Sein Sohn Walter Holländer (* 1897) trat im Mai 1916 als Prokurist in die Waggonfabrik ein.
Joseph Graaff kam ursprünglich wie auch Abraham Holländer aus Aachen. Dort war er 14 Jahre für die Waggonfabrik Talbot tätig und wurde 1917 sogar zum Prokuristen ernannt. 1921 wechselte er dann als kaufmännischer Direktor zur Firma Heine und Holländer nach Elze.
Die Waggonfabrik wurde weder 1929 noch 1937 von der quotierten Auftragsverteilung, dem sogenannten Reichsbahnvertrag berücksichtigt. Die Aufträge zur Produktion von Waggons kamen daher überwiegend aus der Industrie. Im Jahr 1921 startete die Produktion von Kesselwagen und Topfwagen für die chemische Industrie. Holländer und Heine produzierten 1923 zudem Gepäckzugwagen des Typs VBV 501 (Pwg(h)Pr 014). Für die Lebensmittellogistik baute man außerdem Kühlwaggons für die damalige Gefrier-Fleisch-Import-Großeinkaufs-Gesellschaft Hamburg oder Lagerbier-Brauerei Hannover. Auch die ersten Rommenhöller Flaschenwagen für verflüssigte Kohlensäure entstammen dem Elzer Waggonbau. Des Weiteren baute man im Auftrag von Opel oder Horch Karosserieaufbauten für Omnibusse und war in der Reparatur von Loks und Waggons tätig.
Am 23. April 1925 wurde Walter Holländer zum Geschäftsführer bestellt. Walters Schwester Edith Frank-Holländer heiratete 1925 Otto Frank, sie hatten zusammen die Töchter Margot Frank und Anne Frank, die beide im KZ Bergen-Belsen starben. Ab 1926 waren Abraham Holländer und sein Sohn Walter Holländer die alleinigen Inhaber.[2]

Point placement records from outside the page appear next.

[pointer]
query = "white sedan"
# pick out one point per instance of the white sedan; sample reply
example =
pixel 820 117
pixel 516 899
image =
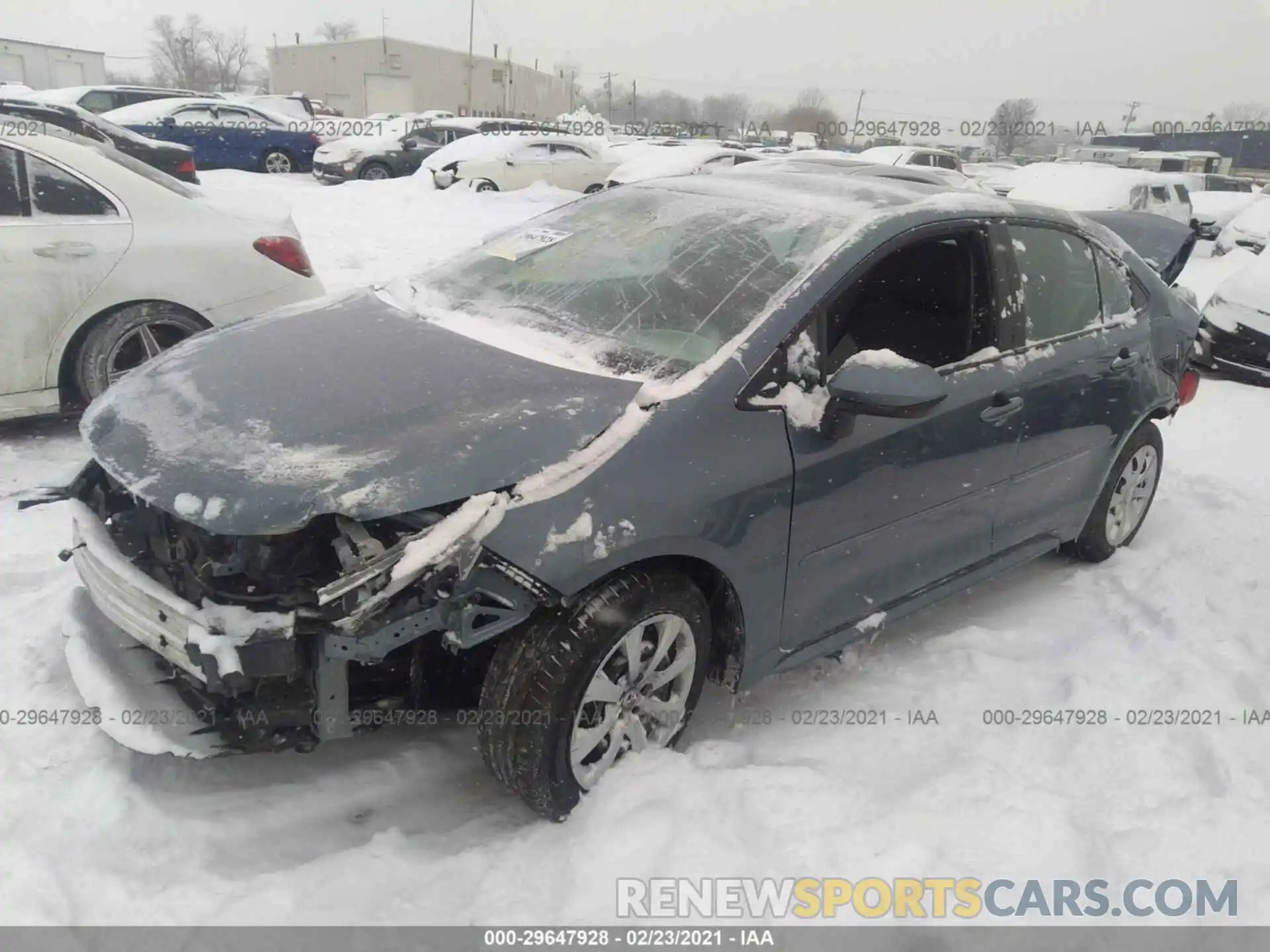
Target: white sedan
pixel 502 161
pixel 107 262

Nach dem Tod von Abraham Holländer 1927 beschlossen die Erben (Rosa Holländer, Julius Holländer und Walter Holländer), dass Joseph Graaff neben Walter Holländer zum zweiten Geschäftsführer bestellt wird. Ab 1927 entschied sich Josef Graaff, mit seinem Werk an Ausschreibungen zum Bau von Straßenbahnwagen teilzunehmen. Ohne Vorerfahrung auf diesem Gebiet lieferte man die ersten Straßenbahnmotorwagen und Beiwagen an die Solinger Stadtbahn und Minden sowie später auch nach Pforzheim, Celle, Hildesheim und Hannover.
Niedersächsische Waggonfabrik Joseph Graaff GmbH
BearbeitenIn einem Schreiben vom 3. Mai 1933 teilte Joseph Graaff dem Amtsgericht Elze mit, dass die Vollmacht von Walter Holländer erloschen sei. Die gesamten Geschäftsanteile gingen am 18. Juni 1934 während der Zeit des Nationalsozialismus an Joseph Graaff über, der schon seit 1927 als zweiter Geschäftsführer in der Firma fungierte; er änderte den Namen des Unternehmens in Niedersächsische Waggonfabrik Joseph Graaff GmbH. Walter Holländer blieb trotz der Verfolgung der Juden zunächst als Prokurist im Unternehmen. In den Novemberpogrome 1938 wurde Walter Holländer verhaftet und in das Konzentrationslager Sachsenhausen deportiert. Am 1. Dezember 1938 wurde er mit einer Sondergenehmigung in das Internierungslager Zeeburg bei Amsterdam gebracht. Von dort konnte er am 16. Dezember 1939 per Schiff in die Vereinigten Staaten ausreisen. In den USA verstarb Walter Holländer am 19. September 1968. Joseph Graaff gab in seiner Entnazifizierungsakte an, dass er 1934 die Waggonfabrik und drei Werkshäuser erworben habe.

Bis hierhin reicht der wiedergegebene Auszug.